The president said in his State of the Union address this month that he continues to support temporary work visas for illegal workers. The White House said recently that Bush wants to work with Congress on the issue and expects to use the plan he introduced last year as a blueprint.

"It is time for an immigration policy that permits temporary guest workers to fill jobs Americans will not take, that rejects amnesty, that tells us who is entering and leaving our country, and that closes the border to drug dealers and terrorists," Bush said during the State of the Union.

Meanwhile, a bipartisan group of senators, including Larry Craig, R-Idaho; John McCain, R-Ariz.; Orrin Hatch, R-Utah and Trent Lott, R-Miss., and Democratic senators like Ted Kennedy of Massachusetts, filed the Agricultural Job Opportunity, Benefits, and Security (AgJOBS) Act of 2005. This bill would provide temporary green cards and the opportunity to earn the right to permanent work status to illegal migrant farm workers if they can prove they have been working for a period of 100 days since Jan. 1 and agree to a background check.

Craig said this would be the first step in solving the farm labor shortage problem, and creating a new workforce that has decent wages and is dependable. Sponsors say more than half the nation's 1.6 million agricultural workers lack proper documentation.

"If in our effort to protect our borders and to create a law enforcement community that can apprehend a person who has entered this country illegally, if all of that happens and we do not create a system that stabilizes and provides a legal foreign national workforce, we could literally collapse American agriculture," Craig said when he introduced the bill.

But some conservatives say these and other "amnesty-lite" proposals are rewarding people for breaking U.S laws. And they say they don't believe Republicans will provide the votes to push it through for the president.

"This idea is not popular at all," John Vinson, an editor at the Americans for Immigration Control Inc. (search), said at CPAC. "They say this is not amnesty, but this is amnesty. Amnesty is a pardon for law-breaking, period."

Gary Aldrich, founder and head of the Patrick Henry Center for Individual Liberty, said one would be hard-pressed to find anyone around CPAC who disagreed.

"I don't know of a single organization here that is suggesting we should lighten up on immigration status," said Aldridge, who indicated that a least 100 congressmen have already been identified as those who will stand against guest worker status proposals.

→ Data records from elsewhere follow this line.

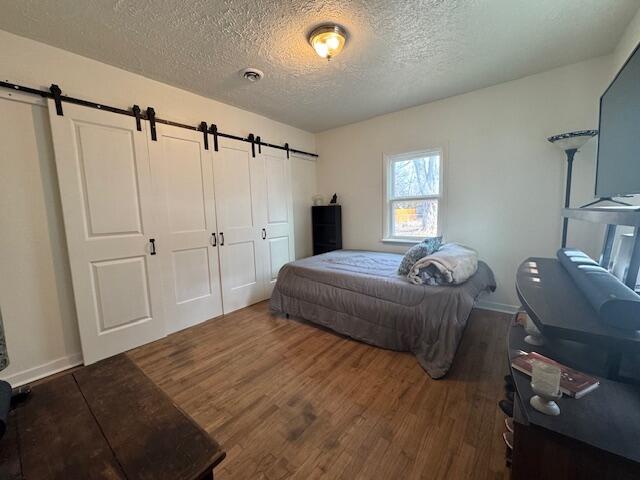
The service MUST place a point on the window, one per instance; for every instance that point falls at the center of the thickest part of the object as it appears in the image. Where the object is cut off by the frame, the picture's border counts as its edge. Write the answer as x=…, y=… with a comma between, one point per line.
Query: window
x=413, y=195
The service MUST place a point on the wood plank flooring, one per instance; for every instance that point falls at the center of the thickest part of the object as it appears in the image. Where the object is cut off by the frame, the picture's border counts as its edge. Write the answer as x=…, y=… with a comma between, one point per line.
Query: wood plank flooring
x=287, y=399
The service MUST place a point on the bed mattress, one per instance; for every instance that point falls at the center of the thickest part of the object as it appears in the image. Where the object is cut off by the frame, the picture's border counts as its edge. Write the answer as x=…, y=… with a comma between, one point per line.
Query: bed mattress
x=358, y=294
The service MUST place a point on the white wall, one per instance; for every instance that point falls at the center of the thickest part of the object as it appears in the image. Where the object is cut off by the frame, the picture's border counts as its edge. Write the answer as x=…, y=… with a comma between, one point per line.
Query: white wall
x=629, y=40
x=303, y=173
x=35, y=290
x=503, y=181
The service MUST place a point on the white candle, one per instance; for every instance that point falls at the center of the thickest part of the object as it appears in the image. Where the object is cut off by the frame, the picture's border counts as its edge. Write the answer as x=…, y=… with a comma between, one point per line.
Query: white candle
x=545, y=378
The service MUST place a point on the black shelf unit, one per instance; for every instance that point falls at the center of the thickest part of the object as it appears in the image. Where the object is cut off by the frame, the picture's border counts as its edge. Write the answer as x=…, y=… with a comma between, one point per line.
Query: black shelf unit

"There is an undercurrent in the conservative movement of nervousness," about the issue, he said. "I think this is a good example of the rift between true conservatives and those in the Bush administration along more neo-conservative lines, who see some benefits out of this politically."

But there were a few groups and individuals willing to say they aren't as much against the idea of guest worker visas as their conservative colleagues.

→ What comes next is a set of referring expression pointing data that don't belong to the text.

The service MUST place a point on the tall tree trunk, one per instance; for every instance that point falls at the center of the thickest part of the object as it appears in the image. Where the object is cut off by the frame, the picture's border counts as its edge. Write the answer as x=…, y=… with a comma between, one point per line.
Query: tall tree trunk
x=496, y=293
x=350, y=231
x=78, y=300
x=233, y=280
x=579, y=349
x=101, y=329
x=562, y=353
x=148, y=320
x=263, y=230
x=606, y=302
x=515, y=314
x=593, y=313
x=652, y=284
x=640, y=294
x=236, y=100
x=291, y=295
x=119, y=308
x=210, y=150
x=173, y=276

The Libertarian Party, which has disagreed with many of the Bush policies, including the war in Iraq and the Patriot Act (search), said it agreed with the president on this one.

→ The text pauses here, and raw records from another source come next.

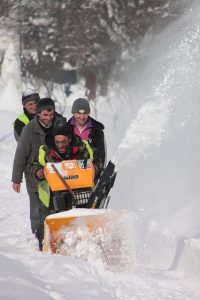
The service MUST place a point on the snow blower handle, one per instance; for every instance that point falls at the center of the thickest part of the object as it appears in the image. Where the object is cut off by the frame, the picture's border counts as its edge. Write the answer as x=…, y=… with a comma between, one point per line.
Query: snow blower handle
x=65, y=184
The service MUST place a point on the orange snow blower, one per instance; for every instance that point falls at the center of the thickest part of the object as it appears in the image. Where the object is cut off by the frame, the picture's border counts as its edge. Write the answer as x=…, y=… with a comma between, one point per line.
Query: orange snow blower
x=76, y=178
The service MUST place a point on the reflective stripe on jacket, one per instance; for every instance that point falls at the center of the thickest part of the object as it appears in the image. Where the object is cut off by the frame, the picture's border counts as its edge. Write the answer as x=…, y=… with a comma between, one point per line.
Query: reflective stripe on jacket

"Libertarians support the Bush guest worker program. [Aliens] are here working, they're abiding by the law, of course they should become citizens — we think all immigrants who come here to get a job and better themselves should be able to do so," said party spokesman George Getz. "This is one small step in the right direction."

Then there are individuals who say they just don't the share passionate opposition to it that other conservatives have.

"It's not my hot-button issue," said Chris Green, president of RightGear.com, which was selling pro-Bush, pro-conservative t-shirts at CPAC. "It's about individual liberty for me, and I know these people coming here want individual liberty. If they are here already, and they aren't criminals, if they are here for three years and they work, sure."